Tuesday, May 14, 2019

Reverse engineering

I finally got round to reading C.P. Snow's "The Two Cultures". It's a 1959 talk about education and about a problem, at University level: the different cultural worlds inhabited by (a) science and technology (b) the arts and humanities.

It's difficult (speaking for humanities students of my generation) to read this talk without remembering the jeers of F.R. Leavis. Snow's naive self-importance and tendency to over-rate his own expertise,  are both very apparent. But sometimes it takes stupidity to bring up a topic that others are too smart to go near. Think of it as a transgressive text.

At one point Snow reports asking various arts specialists to describe the second thermodynamic law; none of them could tell him anything about it. And yet, he comments, from a scientist's point of view that's about as basic as asking "Have you ever read a play by Shakespeare?"

It's a fair cop. I didn't know what the second law of thermodynamics was, but (with the help of Wikipedia), I do now. Not that I understand the maths.

But I do get that it's about accounting for the non-reversibility of processes: why an ice cube in a glass of water turns into a colder glass of water, but not vice versa.

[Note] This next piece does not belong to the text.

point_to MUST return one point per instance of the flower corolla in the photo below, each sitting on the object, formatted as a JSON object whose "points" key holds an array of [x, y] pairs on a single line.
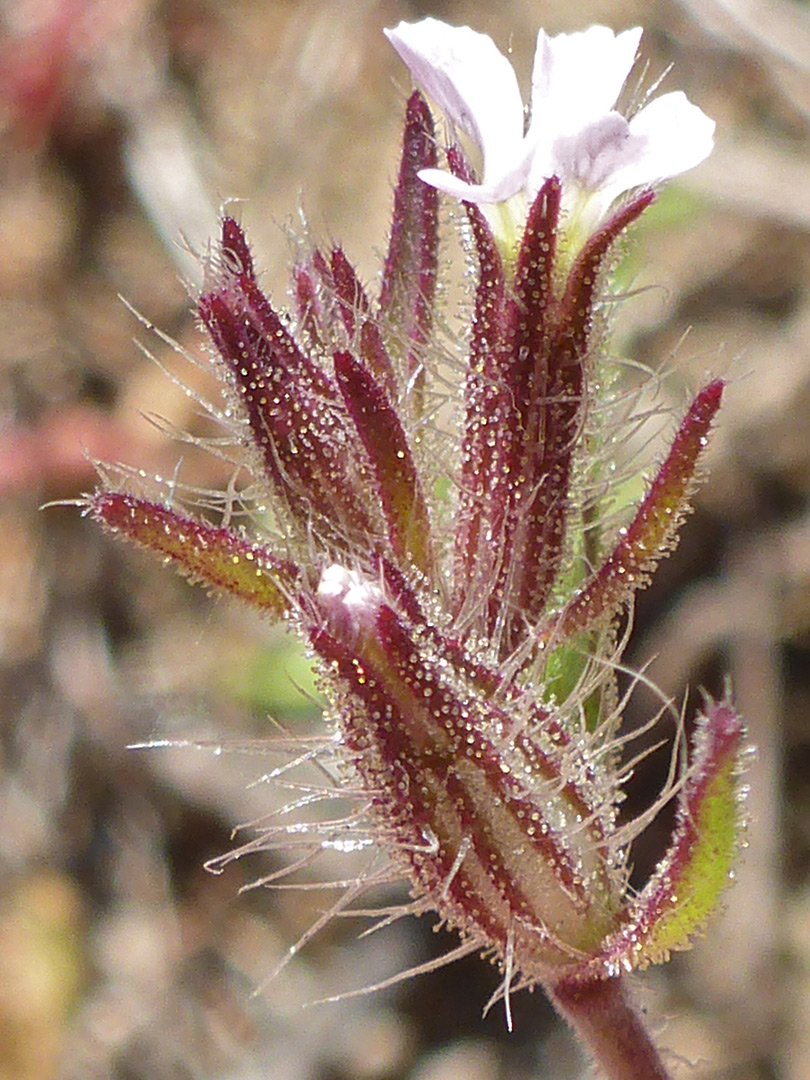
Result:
{"points": [[575, 131]]}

Why you can add milk to your tea, but not take it away.

Because simple physical processes such as these are inevitably involved in more complex processes, those complex processes are irreversible too. It may be that such irreversibility, based strictly on the second thermodynamic law and its mathematical concept of entropy, is of a trivial nature, I don't know. But it's apparent that many complex processes have the same quality of irreversibility. A baby's perfect silky skin becomes an OAP's wrinkles, but not vice versa. A plant cannot become the seed it once was: it can only make new seeds. And above individual lives, history too seems to have an irreversible direction; that was always so, even before literacy and technological advance. The directionality was there, even when it certainly wasn't "progress". The extinction of the Greenland Vikings after the commencement of the little Ice Age was also a testament to directionality; so are tyrants, epidemics and Krakatoas.

Yet swimming against the tide often seems the right way to go. Religious texts express it. Jesus said, "Except ye be converted, and become as little children, ye shall not enter into the kingdom of heaven" (Matthew 18:3). The Tao Te Ching is a guide to rediscovering the primordial Tao that gave us birth and flows through all things: in effect, discarding the empty hurry of the ego that we have learnt subsequently. But this doesn't mean reversing our history. We need to become, not the child we were (then we'd just end up here again), we need to become as a child.

So what about lowering emissions?
It's always easier for doers to do than for undoers to undo. Doing even gets easier, as the distribution channels are already in place.  So industry keeps finding new uses for fossil fuels, for the same reason that doctors keep promoting new reasons to prescribe existing drugs; they are already on the pharmacy shelves. When we look back at the formidably entrenched operations lined up in support of more carbon emissions, all armed with "what I have I hold" and abetted by the natural self-seeking of humanity, then it's easy to despair. These circumstances are the work of history, and we can't unpick them. Lowering emissions has come not from sabotaging capitalism but from better technology; from engineers. But educators make a difference too. And educators need activists; because you can't teach something effectively if no-one is visibly concerned about it.

How fossil fuels are sold.

[Image source: Nectar email, May 2019. Sainsbury's Energy, supplied by nPower, supplies an energy mix that's more than averagely low in renewables and high in CO2 emissions. So the advertisers pull out all the stops when it comes to encouraging the aptitude of Middle England to couple financial prudence with staunch dismissal of the fads of do-gooders. The team of joyful and reassuring models are a human shield for an anti-human product.]